Response to report on JPEG 2000 expert round table
Today my attention was caught by this report of an “Expert round table” on JPEG2000 and Digitisation, which was published on the TownsWeb Archiving blog. Although the report as a whole is quite balanced, it’s unfortunate that it provides fuel to some long-running myths about JPEG 2000 not supporting fully lossless compression. Since I wasn’t able to leave a comment on the Townweb blog itself, I turned my response into this small blog post.
Visually lossless vs mathematically lossless
For a start, Dave Thompson says about JPEG 2000:
Its wavelet based technology means that it can be used in a compressed format which is visually lossless.
While this statement is true, it may confuse some people, since it doesn’t mention that mathematically lossless compression is supported as well (in which case decoding the image returns the exact pixel values as they were prior to compression). Also, “visually lossless” compression is just a lossy compression that results in compression errors that are not detectable to the eye (see also the definition here). This is not unique to JPEG 2000, and there’s nothing that stops you from implementing visually lossless compression with “ordinary” JPEG, even though this would be pretty inefficient when compared to JPEG 2000.
Suitability for preservation
More seriously, Paul Sugden questions JPEG 2000’s suitability as a preservation format. The reason behind his concerns is a conference talk he attended:
I attended a conference last year where an expert seemed to demonstrate that it was not possible to convert a JPEG2000 image precisely back to the original lossless TIFF file from which it was created. His example showed that after the retro conversion the file size of the newly created TIFF was different to the original TIFF as captured, and there were also visible differences between the images (albeit minor differences).
From this he concludes:
In my opinion, a file format that does not offer accurate retro-conversion back to precisely the image that was originally captured certainly cannot be seen as a reliable preservation format.
This is quite a bold statement, especially given that it is based on only one report (of which Sugden doesn’t provide any specific information). Having done some pretty extensive testing with different encoders and decoders, I suspect the real problem here is just some bug in a specific encoder. I’ve encountered similar problems myself (e.g. see here), but those are just software bugs, which say nothing about the format itself, nor about its general suitability as a preservation format.
So, without any supporting evidence I don’t see much that justifies the sweeping generalisations that are made in the blog post (but I’m open to be proven wrong!).

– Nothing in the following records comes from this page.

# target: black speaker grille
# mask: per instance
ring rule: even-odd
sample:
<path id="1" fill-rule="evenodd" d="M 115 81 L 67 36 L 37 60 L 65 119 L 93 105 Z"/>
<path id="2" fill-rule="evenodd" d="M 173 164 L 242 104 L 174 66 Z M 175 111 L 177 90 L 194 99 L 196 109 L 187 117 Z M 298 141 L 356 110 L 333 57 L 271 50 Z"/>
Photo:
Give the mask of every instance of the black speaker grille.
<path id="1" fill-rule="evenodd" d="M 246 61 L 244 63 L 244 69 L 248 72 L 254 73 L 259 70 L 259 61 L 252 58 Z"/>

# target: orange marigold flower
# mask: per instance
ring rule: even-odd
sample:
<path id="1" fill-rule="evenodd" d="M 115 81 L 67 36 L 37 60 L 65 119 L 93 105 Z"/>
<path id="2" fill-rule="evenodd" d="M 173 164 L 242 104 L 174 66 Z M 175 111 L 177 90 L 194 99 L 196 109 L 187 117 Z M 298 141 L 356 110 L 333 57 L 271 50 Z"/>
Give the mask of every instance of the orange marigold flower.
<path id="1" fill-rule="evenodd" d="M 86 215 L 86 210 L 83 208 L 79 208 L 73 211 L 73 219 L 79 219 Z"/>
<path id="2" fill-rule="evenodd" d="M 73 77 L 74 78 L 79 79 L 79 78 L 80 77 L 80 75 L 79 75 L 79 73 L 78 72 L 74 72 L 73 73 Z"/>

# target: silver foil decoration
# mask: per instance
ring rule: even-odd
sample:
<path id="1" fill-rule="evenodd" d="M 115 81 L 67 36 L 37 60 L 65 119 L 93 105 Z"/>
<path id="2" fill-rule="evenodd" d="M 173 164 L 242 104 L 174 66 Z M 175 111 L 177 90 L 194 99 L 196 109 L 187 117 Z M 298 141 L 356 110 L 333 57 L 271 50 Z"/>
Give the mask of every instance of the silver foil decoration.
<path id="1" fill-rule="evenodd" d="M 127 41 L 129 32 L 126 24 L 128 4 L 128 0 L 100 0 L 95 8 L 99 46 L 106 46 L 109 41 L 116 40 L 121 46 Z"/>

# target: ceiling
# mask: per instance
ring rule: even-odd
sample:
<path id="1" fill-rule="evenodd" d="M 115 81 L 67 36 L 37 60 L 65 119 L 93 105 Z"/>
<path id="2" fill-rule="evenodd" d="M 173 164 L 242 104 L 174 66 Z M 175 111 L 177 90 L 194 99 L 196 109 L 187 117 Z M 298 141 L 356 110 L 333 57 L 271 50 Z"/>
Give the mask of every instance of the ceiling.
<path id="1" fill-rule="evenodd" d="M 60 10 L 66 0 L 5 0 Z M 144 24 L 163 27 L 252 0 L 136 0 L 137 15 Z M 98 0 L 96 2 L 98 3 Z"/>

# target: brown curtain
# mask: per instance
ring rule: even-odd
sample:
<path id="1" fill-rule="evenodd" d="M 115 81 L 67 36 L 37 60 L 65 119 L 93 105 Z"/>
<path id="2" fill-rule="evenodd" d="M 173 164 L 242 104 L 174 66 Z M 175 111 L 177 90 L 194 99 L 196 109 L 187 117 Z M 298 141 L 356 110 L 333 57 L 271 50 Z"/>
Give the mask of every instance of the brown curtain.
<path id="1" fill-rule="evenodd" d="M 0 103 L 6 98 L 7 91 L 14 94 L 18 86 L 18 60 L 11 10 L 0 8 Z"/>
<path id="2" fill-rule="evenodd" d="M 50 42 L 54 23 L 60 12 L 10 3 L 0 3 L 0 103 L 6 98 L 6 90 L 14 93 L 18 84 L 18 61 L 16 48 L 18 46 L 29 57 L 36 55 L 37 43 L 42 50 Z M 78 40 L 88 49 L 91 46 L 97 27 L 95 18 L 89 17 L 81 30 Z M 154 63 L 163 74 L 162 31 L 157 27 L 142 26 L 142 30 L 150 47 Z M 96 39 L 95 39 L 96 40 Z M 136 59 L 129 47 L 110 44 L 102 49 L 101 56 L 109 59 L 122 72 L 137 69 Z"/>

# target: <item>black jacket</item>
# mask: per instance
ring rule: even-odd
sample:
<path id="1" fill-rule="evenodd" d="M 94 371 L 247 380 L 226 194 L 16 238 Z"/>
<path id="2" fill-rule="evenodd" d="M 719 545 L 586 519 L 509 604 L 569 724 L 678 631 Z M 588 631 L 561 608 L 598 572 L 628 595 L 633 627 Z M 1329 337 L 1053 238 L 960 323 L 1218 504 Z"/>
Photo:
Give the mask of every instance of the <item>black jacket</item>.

Verifying lossless image migrations
To be clear: JPEG 2000 fully supports completely lossless compression. The “losslessness” is also easy to verify using pixel-wise comparisons between source and destinaton images (e.g. using ImageMagick’s “compare” tool, some examples here). Not all encoders handle things like embedded metadata and ICC profiles equally well. Also, JPEG 2000’s baseline JP2 format has some restrictions on the embedding of ICC profiles, which can be a problem in very specific cases (e.g. when the ICC profile of the source TIFF you want to convert is not supported by JP2).